This is the official github for "From Imitation to Interactive Exploration: A Multi-Stage Reinforcement Learning Framework for Tool-Augmented SQL Agents"
BIRD-RL is an open-source framework for advancing autonomous SQL generation and debugging via agentic reinforcement learning. It introduces a novel four-stage curriculum training paradigm (Reasoning Imitation → Tool-Use Imitation → Reasoning Reinforcement → Interactive Agentic Reinforcement) to decouple grounded reasoning from tool interaction and progressively develop these capabilities.
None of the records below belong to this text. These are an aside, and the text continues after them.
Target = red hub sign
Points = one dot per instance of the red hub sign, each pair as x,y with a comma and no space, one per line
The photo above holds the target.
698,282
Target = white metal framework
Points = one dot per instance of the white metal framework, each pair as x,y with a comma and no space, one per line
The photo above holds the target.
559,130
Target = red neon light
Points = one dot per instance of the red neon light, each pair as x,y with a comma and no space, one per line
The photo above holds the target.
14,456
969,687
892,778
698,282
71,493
To enable efficient and stable training, BIRD-RL incorporates trajectory-scoped persistent database sessions, featuring stateful agent loops, thread-safe connection pooling with worker partitioning, and cross-tool state management. This design is specifically tailored to support high-concurrency, stateful database interactions.
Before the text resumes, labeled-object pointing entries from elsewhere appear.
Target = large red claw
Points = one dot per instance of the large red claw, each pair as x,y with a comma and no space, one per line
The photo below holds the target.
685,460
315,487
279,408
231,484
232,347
As a result, BIRD-RL achieves stable policy learning in large search spaces and produces models that demonstrate strong performance on complex, real-world SQL tasks.
- Create conda environment and install VERL:
conda env create -f bird_rl.yaml
conda activate bird_rl
git clone https://github.com/volcengine/verl.git
cd verl
pip install --no-deps -e .
cd ..- Apply the VERL patch (stateful tool agent loop):
VERL_PATH=$(python -c "import verl; print(verl.__path__[0])")
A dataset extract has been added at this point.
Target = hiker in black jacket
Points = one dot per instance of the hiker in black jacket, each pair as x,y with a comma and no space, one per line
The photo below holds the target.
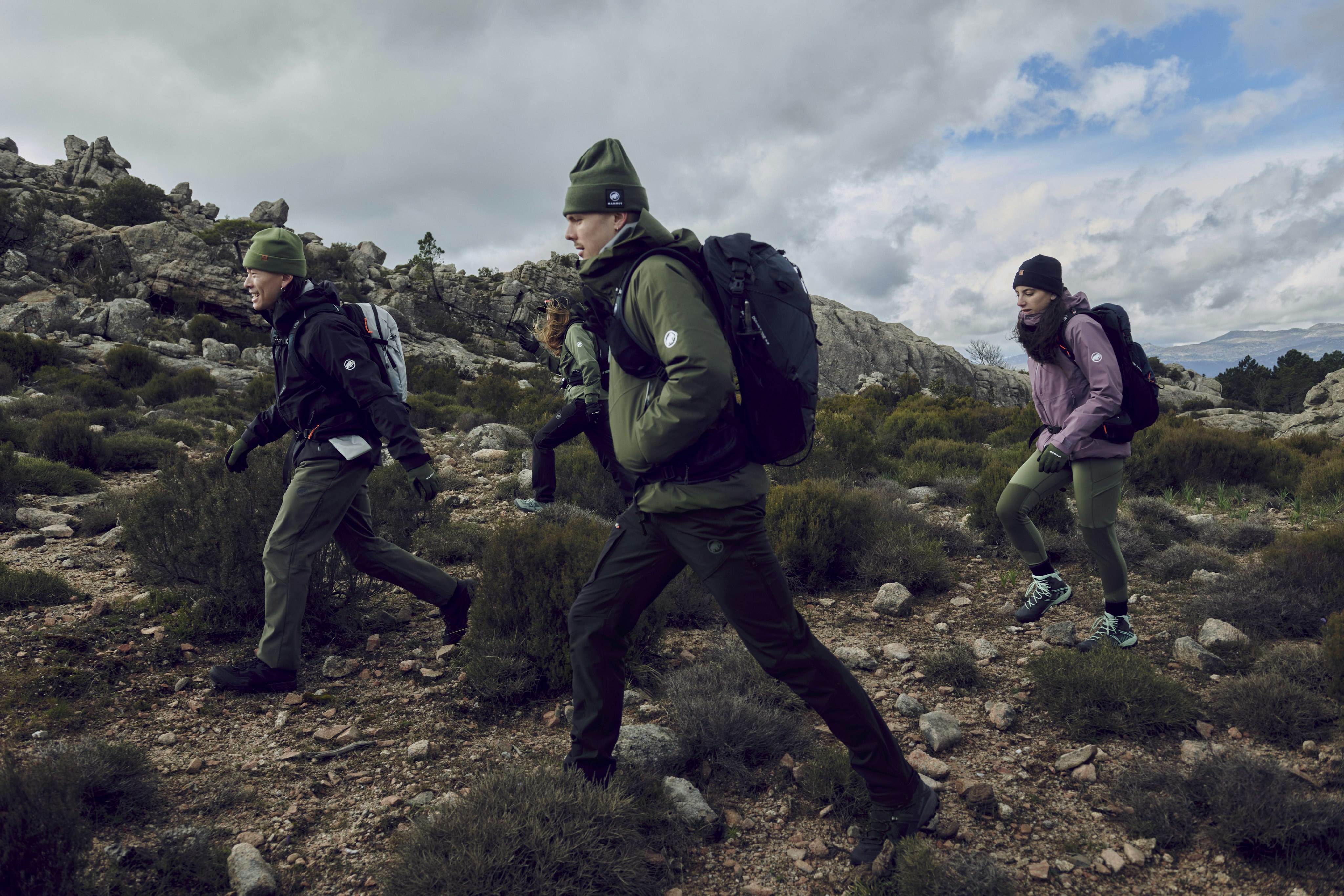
331,394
cp verl_patch/tool_agent_loop_with_db_cleanup.py $VERL_PATH/experimental/agent_loop/-
The BIRD-CRITIC dataset used in the paper can be directly download from BIRD-Critic-SQLite, along with its train split SIX-GYM-SQLite.
-
The BIRD mini-dev dataset used in the paper can be directly downloaded from the BIRD Leaderboard.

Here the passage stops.